Search code examples
c#xmlsgmlreader

Weird Exception from SgmlReader


I'm using SgmlReader to parse HTML files in C#. I'm using the sample code provided on their website:

using (reader = File.OpenText(fileName))
        {
            try
            {
                xmlDoc = fromHTML(reader);
            }
            catch(Exception ex)
            {
                return ReturnedCode.ErrorOpeningHTMLFile;
            }
        }
private XmlDocument fromHTML(TextReader reader)
    {
        Sgml.SgmlReader sgmlReader = new Sgml.SgmlReader();
        sgmlReader.DocType = "HTML";
        sgmlReader.WhitespaceHandling = WhitespaceHandling.All;
        sgmlReader.CaseFolding = Sgml.CaseFolding.ToLower;
        sgmlReader.InputStream = reader;
        //  create document
        XmlDocument doc = new XmlDocument();
        doc.PreserveWhitespace = true;
        doc.Load(sgmlReader);
        return doc;
    }

The code has been running for a long time without any issue. However, recently it started throwing the following exception at doc.Load(sgmlReader) line:

A valid UTF32 value is between 0x000000 and 0x10ffff, inclusive, and should not include surrogate codepoint values (0x00d800 ~ 0x00dfff).\r\nParameter name: utf32

I was able to narrow down the problem to the below content of the HTML file. If I try to parse a file containing the below code, the exception will be thrown.

<html>
<br>&#121669935008
</html>

If I remove the ampersand in the second line, the code will work normally.

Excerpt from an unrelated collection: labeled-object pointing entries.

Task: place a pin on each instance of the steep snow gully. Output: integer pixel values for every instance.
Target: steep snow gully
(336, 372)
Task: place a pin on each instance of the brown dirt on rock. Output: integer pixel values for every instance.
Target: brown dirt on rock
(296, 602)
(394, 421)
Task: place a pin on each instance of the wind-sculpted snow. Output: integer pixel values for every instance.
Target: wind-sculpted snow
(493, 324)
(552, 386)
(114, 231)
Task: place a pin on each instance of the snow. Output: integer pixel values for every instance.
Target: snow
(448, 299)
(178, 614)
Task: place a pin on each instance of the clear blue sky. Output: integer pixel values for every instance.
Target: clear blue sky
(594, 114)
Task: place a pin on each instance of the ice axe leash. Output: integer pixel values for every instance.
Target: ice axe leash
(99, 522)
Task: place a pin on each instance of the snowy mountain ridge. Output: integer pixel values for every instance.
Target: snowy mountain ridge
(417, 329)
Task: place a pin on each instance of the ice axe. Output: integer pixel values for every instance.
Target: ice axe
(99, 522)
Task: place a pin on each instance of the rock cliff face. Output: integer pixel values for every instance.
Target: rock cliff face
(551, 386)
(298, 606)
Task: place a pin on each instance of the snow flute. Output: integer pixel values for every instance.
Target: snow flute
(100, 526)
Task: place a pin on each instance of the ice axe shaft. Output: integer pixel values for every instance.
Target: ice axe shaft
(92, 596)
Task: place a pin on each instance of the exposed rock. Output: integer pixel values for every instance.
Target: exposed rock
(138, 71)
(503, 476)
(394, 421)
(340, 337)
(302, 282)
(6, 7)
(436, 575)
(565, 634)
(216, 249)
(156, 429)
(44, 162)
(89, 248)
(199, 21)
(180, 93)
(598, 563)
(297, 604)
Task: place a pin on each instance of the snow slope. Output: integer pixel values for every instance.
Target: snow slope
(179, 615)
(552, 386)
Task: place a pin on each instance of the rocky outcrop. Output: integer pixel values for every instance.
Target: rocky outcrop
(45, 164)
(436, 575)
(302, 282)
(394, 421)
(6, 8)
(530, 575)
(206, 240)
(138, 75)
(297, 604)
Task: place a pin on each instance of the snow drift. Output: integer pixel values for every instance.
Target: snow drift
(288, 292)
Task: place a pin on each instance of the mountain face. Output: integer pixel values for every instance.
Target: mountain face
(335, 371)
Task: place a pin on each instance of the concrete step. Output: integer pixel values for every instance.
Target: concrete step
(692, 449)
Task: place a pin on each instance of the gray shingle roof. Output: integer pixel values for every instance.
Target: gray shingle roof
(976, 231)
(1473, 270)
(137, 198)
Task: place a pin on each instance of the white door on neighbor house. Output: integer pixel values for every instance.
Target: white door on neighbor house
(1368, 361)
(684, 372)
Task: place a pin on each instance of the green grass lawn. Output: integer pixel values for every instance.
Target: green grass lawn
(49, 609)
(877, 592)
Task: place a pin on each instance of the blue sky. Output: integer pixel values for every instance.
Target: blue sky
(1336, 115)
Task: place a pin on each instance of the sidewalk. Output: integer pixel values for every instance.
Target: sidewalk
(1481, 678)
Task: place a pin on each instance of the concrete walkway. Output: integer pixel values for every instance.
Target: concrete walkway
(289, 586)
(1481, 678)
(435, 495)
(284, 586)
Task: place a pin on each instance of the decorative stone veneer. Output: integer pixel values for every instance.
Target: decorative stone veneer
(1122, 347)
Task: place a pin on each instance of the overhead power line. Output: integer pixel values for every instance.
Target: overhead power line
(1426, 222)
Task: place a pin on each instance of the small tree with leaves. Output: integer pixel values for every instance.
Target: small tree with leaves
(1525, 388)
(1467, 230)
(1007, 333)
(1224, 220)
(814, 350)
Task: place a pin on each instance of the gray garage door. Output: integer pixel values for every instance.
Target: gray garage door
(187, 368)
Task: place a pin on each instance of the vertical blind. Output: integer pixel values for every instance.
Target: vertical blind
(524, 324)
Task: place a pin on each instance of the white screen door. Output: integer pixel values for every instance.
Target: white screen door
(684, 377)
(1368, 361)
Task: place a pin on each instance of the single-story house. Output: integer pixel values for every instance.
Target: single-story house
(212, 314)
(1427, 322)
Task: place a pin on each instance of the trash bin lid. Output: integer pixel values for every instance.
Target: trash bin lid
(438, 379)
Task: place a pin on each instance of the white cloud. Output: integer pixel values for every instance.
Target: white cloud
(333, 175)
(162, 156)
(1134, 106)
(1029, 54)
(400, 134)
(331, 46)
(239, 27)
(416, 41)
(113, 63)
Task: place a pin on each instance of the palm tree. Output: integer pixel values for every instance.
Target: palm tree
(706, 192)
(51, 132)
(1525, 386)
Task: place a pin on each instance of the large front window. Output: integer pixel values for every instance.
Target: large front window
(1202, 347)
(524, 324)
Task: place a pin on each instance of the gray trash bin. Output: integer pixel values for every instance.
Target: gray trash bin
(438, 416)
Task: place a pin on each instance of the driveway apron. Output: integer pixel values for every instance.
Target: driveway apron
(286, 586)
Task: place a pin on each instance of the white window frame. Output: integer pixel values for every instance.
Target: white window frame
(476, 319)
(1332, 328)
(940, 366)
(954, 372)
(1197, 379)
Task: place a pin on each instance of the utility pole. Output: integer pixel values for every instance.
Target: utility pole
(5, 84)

Any idea what's happening here and how can I fix it? I cannot simply remove all the ampersands in the files.


Solution

  • The & character is an escape character in XML, so you need to tack on it's unicode value at the end, every time & appears in your data, thus ensuring that there are no XML parsing errors. How you can do this is replace all & with &#038;.